Berikut ini ialah pengalaman saya berwisata selama semalam di Wina pada akhir pekan kemarin:
10.00-11.00: Perjalanan dari Bratislava
Perjalanan dari Stasisun Bratislava sengaja dilakukan pagi hari agar tak terlalu siang sampai di Wina. Dengan kereta cepat, perjalanan ditempuh dalam waktu satu jam saja. Anda juga bisa menggunakan bus, hanya saja waktu tempuhnya lebih lama.
Jadwal kereta dari Stasiun Bratislava ke Stasiun Wina ada setiap satu jam sekali, mulai dari pukul 5.30 pagi sampai 22.30 malam, dengan harga tiket pulang pergi Rp213 ribuan per orang.
Di kereta cepat dan bersih ini, Anda bisa bebas memilih kursi di tiap gerbong.
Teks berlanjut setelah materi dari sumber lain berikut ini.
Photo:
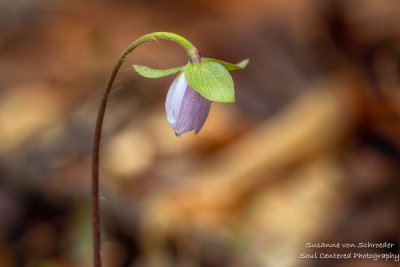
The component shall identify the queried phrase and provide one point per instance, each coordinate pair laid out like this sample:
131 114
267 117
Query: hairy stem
194 57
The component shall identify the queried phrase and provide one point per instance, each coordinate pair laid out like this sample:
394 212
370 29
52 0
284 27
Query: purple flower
186 109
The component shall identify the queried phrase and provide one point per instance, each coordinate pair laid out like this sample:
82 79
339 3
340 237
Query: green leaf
211 80
153 73
228 66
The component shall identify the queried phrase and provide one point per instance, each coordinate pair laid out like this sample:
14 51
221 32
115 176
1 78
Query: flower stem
194 57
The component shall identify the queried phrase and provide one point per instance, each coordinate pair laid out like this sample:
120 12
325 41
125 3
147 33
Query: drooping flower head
198 84
186 109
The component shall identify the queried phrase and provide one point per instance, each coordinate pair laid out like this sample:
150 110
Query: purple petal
186 109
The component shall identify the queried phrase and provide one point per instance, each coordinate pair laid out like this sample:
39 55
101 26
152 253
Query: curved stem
194 57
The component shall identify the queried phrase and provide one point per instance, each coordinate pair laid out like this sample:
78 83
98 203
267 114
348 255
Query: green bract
209 77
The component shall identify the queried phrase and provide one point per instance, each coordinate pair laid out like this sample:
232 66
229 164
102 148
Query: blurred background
309 152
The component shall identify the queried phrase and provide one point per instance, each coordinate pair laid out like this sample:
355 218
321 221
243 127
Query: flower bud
186 109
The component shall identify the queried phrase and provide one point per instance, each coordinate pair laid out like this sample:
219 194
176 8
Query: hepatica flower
198 83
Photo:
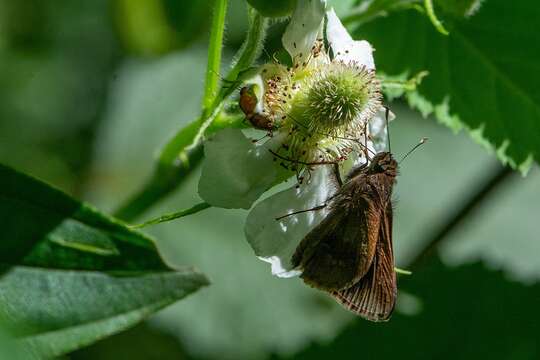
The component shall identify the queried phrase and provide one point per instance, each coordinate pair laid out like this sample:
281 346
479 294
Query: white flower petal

Perjalanan selama satu jam tak terasa membosankan, apalagi saat melewati kawasan ladang yang indah bak lukisan.
11.00-11.30: Menuju pusat kota
Udara pagi yang dingin menyambut saya yang baru sampai di Stasiun Wina. Namun udara dingin tak mengendurkan niat saya untuk berkeliling.
Malah, saya membulatkan tekat untuk berjalan kaki menuju pusat kota, karena ingin melihat dari dekat kemegahan arsitektur kuno khas Eropa yang masih berdiri gagah di sepanjang jalan.
11.30-11.45: Gereja St. Elisabeth
Berjalan kaki dari Stasiun Wina sampai pusat kota, Gereja St. Elisabeth menjadi objek wisata pertama yang saya jumpai.
Dari kejauhan, sudah terlihat tumpukan batu bata merah yang menjadi pondasi bangunnya. Menara-menara tinggi membuat gereja ini tampak seperti kastel dalam cerita dongeng.
Sama seperti gereja lain di Eropa, interiornya bernuansa romantis. Langit-langit tinggi membuat gerejanya terlihat lebih luas. Bagian altarnya dilengkapi dengan ornamen klasik dan gambar Yesus.
Bukan cuma di bagian dalamnya, gereja ini terlihat apik. Bagian luar gereja kecil ini juga indah. Sebuah bangku panjang dengan taman bunga tulip kecil terlihat di depan mata.
11.45-13.00: Kastel Belvedere
Setelah Gereja St. Elisabeth, perhentian saya selanjutnya ialah ikon kota Wina, Kastel Belvedere. Kastel ini dirancang dengan arsitektur bergaya barok yang mengesankan megah.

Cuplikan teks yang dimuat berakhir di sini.